Por conseguinte, julga-se procedente a excepção de impropriedade do meio processual utilizado pela Autora.
b) Face ao tipo de excepção que acima julgámos procedente poder-se-á dizer, em tese, que a mesma é susceptível de suprimento.
Acontece que o Tribunal se deve abster de produzir actos inúteis, obstando à eventual convolação da presente acção administrativa especial para um processo judicial tributário se isso esbarrar num pressuposto processual. É o que acontece no caso vertente.
Não olvidando que a A. apenas lançou contra o acto impugnado vícios meramente geradores da forma de invalidade regra, ou seja, a anulabilidade, importa ter em conta que, caso a presente acção pudesse seguir no segmento do contencioso administrativo, a mesma ter-se-ia por apresentada fora do prazo de três meses estipulado para a impugnação de actos anuláveis (cf. art. 58.°, n.° 2, alínea b), do CPTA), já que, pelo menos desde o dia 08 de Fevereiro de 2008 que a A. tinha conhecimento da decisão (cf. fls. 19 e 20 dos autos), vindo-a a impugnar somente em 04 de Dezembro do mesmo ano (cf. fl. 2 dos autos), isto é, muito para além do prazo de impugnação previsto no CPTA.
O mesmo se diga relativamente ao prazo de 90 dias para a impugnação judicial tributária, previsto no art. 102.°, n.° 1, alíneas a) a f), do CPPT, que também se mostra ultrapassado, visto que, terminando o prazo de pagamento voluntário da “compensação urbanística” ainda no mês de Fevereiro de 2008, intentada a respectiva impugnação judicial somente em 04 de Dezembro de 2008, na mesma, considerar-se-ia a petição inicial apresentada fora de prazo.
Ora, de nada vale à A. o suprimento oficioso da impropriedade do meio processual ou a convolação processual, posto que, por um caminho ou por outro, a presente acção esbarra sempre no incumprimento do pressuposto processual da tempestividade.
II - Decisão.
Ante o exposto, julgo procedentes as excepções acima elencadas (impropriedade do meio processual e caducidade do direito de acção, quer na vertente administrativa quer na tributária), absolvendo o R. da presente instância, nos termos dos artigos 89.°, n.° 1, do CPTA, incluindo a alínea h), 288.°, n.° 1, alínea e), e 493.°, n.° 2, do CPC, aplicáveis “ex vi” art. 1.° do CPTA.»

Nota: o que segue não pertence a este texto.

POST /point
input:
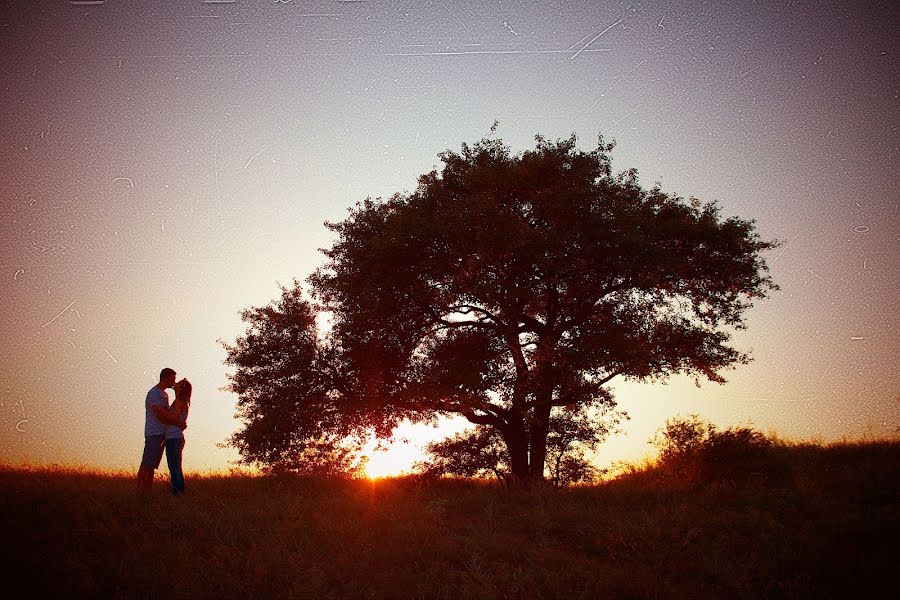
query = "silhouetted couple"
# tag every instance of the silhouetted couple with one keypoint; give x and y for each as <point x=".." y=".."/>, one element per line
<point x="164" y="431"/>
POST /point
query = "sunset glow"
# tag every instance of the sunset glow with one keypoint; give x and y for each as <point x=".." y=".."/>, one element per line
<point x="167" y="167"/>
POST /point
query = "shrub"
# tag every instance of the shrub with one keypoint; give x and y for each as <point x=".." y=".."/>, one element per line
<point x="693" y="451"/>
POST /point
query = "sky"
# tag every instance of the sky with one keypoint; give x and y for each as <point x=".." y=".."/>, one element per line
<point x="166" y="165"/>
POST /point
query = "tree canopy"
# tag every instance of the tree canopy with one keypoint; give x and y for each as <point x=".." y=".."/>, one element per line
<point x="505" y="288"/>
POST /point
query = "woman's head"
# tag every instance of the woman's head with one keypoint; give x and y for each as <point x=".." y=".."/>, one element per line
<point x="183" y="390"/>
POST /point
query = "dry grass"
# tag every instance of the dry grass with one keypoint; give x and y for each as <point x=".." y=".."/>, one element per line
<point x="829" y="529"/>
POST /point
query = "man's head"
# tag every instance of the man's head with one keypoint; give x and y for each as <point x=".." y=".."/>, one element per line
<point x="166" y="378"/>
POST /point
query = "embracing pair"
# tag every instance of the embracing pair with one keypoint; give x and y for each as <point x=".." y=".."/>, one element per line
<point x="164" y="430"/>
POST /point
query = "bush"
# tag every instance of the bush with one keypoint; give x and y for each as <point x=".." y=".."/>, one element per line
<point x="694" y="452"/>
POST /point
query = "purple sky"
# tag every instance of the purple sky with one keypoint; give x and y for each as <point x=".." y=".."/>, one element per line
<point x="166" y="165"/>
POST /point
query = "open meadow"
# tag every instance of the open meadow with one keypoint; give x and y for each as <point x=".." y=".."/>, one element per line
<point x="826" y="527"/>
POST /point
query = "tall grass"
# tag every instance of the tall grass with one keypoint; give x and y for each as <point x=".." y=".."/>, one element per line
<point x="828" y="529"/>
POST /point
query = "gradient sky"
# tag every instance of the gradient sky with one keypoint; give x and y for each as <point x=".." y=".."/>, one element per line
<point x="165" y="165"/>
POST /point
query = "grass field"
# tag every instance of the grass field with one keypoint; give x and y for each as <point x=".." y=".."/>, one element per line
<point x="828" y="528"/>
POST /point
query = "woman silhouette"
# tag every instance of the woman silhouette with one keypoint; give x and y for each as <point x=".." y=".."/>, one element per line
<point x="175" y="434"/>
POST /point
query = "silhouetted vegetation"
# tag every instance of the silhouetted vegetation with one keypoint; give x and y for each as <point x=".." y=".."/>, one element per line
<point x="693" y="451"/>
<point x="828" y="529"/>
<point x="507" y="288"/>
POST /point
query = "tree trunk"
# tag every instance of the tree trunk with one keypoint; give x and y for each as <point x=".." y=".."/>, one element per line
<point x="537" y="435"/>
<point x="516" y="438"/>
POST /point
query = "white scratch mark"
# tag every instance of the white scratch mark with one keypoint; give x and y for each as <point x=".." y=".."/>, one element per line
<point x="59" y="315"/>
<point x="511" y="30"/>
<point x="255" y="155"/>
<point x="594" y="39"/>
<point x="572" y="47"/>
<point x="469" y="52"/>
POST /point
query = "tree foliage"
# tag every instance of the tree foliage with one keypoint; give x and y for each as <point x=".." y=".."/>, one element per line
<point x="505" y="287"/>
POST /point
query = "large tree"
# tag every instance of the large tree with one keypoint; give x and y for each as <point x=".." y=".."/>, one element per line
<point x="504" y="288"/>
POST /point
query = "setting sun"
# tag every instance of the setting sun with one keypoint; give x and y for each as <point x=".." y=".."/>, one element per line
<point x="407" y="447"/>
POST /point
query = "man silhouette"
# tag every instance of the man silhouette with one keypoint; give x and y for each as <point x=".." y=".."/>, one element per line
<point x="157" y="417"/>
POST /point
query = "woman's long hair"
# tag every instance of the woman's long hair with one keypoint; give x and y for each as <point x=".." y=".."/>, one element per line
<point x="185" y="394"/>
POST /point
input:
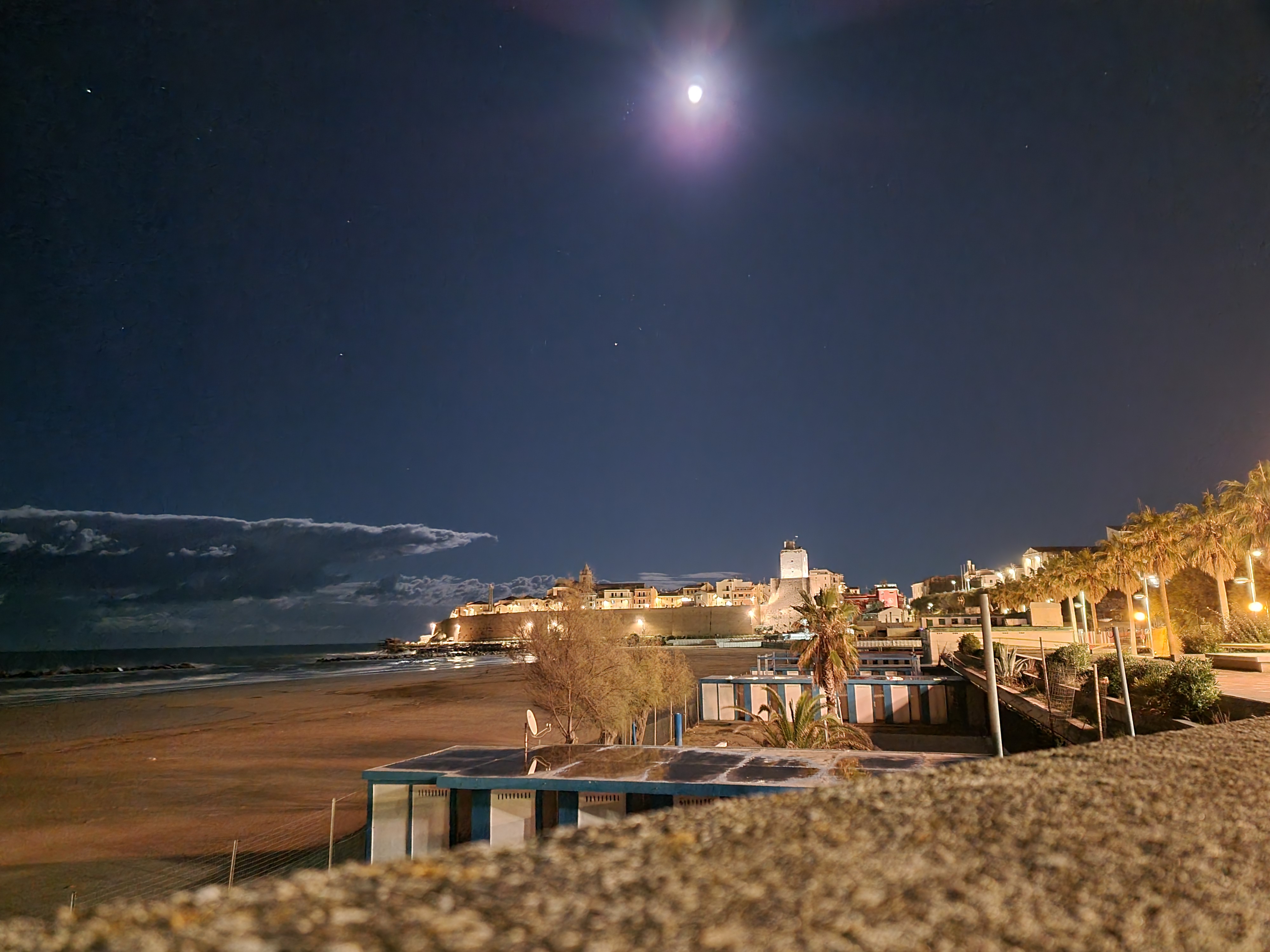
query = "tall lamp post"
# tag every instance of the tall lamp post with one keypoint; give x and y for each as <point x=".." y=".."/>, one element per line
<point x="1254" y="606"/>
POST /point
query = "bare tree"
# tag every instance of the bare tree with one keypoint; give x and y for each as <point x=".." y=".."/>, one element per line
<point x="658" y="677"/>
<point x="580" y="671"/>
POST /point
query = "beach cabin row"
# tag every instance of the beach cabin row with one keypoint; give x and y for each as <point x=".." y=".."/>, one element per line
<point x="420" y="819"/>
<point x="892" y="700"/>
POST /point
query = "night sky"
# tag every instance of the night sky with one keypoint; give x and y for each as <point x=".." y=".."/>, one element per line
<point x="918" y="282"/>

A ocorrência processual documentada nos autos, portanto, de conhecimento oficioso e relevante para a discussão das sobreditas questões são as seguintes:
1
No dia 3 de Dezembro de 2008 deu entrada no TAF do Penafiel a petição inicial que deu origem à presenta acção administrativa especial, cujo teor aqui se dá por reproduzido, destacando os seguintes segmentos:
« EXMº. SENHOR JUIZ DE DIREITO DO TRIBUNAL ADMINISTRATIVO E FISCAL DE PENAFIEL "[SCom01...], LDA.", NIF ...19. com sede na Rua ..., ..., ..., ...
vem intentar
ACÇÃO ADMINISTRATIVA ESPECIAL contra
Município .... Rua ..., apartado ...5, ..., ...
nos termos e com os seguintes fundamentos:
I - DOS FACTOS

A 26.07.2007 o processo ...79/06 foi a despacho superior da Divisão de Obras Particulares e mereceu deferimento, podendo ser emitido alvará de construção, (does. 1 e 2)

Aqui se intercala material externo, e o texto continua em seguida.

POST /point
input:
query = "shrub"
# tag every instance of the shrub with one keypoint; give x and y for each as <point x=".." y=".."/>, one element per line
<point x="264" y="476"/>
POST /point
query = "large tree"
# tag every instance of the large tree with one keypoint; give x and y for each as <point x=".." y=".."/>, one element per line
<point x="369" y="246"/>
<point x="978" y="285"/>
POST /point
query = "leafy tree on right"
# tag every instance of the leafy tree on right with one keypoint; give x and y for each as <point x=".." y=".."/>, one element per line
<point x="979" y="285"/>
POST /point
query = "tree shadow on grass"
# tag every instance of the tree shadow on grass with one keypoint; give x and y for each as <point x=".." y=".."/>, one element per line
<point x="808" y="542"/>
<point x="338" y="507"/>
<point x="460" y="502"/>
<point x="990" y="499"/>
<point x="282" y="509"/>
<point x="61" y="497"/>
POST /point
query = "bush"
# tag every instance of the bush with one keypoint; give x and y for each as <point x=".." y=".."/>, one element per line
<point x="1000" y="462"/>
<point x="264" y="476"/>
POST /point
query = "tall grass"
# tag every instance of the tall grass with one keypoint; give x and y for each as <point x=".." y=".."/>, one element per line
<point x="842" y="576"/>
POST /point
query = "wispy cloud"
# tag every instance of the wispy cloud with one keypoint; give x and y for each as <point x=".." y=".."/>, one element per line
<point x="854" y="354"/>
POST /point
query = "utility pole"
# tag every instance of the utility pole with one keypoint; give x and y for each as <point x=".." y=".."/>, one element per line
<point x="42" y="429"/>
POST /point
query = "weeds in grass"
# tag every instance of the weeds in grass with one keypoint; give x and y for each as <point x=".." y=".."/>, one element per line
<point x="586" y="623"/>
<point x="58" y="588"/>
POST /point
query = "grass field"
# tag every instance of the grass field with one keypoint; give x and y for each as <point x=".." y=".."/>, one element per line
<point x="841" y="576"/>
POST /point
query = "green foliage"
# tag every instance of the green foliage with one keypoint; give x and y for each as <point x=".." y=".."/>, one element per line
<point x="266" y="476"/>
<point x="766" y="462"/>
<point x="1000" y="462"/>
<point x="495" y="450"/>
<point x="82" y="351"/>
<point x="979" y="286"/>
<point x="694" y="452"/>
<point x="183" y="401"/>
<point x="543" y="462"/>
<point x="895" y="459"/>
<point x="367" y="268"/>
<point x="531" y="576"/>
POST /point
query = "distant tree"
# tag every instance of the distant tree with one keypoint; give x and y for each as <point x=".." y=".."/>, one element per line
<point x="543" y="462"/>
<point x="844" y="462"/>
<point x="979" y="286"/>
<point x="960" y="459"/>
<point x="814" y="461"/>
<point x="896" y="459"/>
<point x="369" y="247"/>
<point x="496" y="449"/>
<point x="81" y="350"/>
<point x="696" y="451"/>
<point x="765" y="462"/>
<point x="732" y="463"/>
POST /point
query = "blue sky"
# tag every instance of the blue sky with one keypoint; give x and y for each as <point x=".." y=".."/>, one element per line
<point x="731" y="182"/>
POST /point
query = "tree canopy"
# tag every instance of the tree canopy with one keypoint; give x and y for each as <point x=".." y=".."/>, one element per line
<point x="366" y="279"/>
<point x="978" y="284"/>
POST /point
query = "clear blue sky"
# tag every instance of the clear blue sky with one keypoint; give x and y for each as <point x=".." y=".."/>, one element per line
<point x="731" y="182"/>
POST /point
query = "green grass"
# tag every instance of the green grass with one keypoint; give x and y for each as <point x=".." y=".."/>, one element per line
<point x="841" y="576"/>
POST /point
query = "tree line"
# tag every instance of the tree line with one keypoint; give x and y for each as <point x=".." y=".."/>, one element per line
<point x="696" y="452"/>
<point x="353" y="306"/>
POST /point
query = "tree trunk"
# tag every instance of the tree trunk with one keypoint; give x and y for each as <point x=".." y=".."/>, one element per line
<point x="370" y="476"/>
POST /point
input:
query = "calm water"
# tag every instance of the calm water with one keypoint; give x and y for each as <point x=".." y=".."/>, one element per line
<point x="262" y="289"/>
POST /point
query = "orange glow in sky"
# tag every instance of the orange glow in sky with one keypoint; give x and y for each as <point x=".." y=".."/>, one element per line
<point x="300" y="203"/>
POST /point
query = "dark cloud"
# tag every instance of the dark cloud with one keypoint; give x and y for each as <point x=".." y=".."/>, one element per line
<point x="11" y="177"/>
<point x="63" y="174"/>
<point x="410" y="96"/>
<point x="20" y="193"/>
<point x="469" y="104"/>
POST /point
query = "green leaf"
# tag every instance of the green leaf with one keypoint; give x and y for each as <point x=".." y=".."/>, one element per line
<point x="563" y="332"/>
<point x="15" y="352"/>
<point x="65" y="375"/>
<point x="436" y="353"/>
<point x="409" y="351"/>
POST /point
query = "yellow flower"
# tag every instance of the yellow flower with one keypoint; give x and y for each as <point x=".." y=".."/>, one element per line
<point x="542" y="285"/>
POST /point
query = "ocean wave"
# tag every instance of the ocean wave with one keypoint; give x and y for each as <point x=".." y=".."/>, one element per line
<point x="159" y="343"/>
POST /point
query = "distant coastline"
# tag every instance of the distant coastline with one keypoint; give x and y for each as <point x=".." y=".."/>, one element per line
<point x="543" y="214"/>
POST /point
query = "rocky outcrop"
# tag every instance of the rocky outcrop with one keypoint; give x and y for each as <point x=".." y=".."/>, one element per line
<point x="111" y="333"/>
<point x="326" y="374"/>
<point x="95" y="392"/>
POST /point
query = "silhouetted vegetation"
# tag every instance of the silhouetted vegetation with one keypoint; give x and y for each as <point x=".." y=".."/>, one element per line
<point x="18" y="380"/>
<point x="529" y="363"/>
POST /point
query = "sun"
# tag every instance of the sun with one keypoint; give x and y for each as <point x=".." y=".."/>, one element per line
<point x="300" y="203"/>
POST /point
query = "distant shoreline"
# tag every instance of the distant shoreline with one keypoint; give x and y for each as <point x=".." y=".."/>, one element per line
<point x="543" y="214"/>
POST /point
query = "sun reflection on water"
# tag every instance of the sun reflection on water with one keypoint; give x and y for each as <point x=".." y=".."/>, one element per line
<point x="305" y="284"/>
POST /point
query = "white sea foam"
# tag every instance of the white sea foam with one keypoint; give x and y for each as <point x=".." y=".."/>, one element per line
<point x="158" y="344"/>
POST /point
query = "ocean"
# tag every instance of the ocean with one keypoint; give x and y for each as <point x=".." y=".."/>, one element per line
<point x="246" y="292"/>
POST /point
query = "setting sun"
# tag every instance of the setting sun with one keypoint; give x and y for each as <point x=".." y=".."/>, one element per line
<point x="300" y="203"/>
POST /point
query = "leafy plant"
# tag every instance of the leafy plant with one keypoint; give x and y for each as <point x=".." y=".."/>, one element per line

Por ofício datado de 10/08/2007, com a epígrafe "Demolição e Construção de Uma Habitação Multifamiliar e Comércio", o Presidente em exercício da Câmara Municipal ... informou que o processo ...79/06 mereceu despacho de deferimento, (doc. 1)

Por esse mesmo ofício foi dado conhecimento que para a emissão do alvará de licenciamento de construção é necessário "...efectuar o pagamento das taxas no valor de € 34.600,05..." (doc. 1)
(…)

O referido alvará foi emitido em nome da aqui autora, (does. 1, 2 e 3)
(…)

E a receita relativa ao alvará em causa foi cobrada pelo Réu, guia n° 234, de 2008/01/15, no total de € 34.600,05. (does. 1 e 3)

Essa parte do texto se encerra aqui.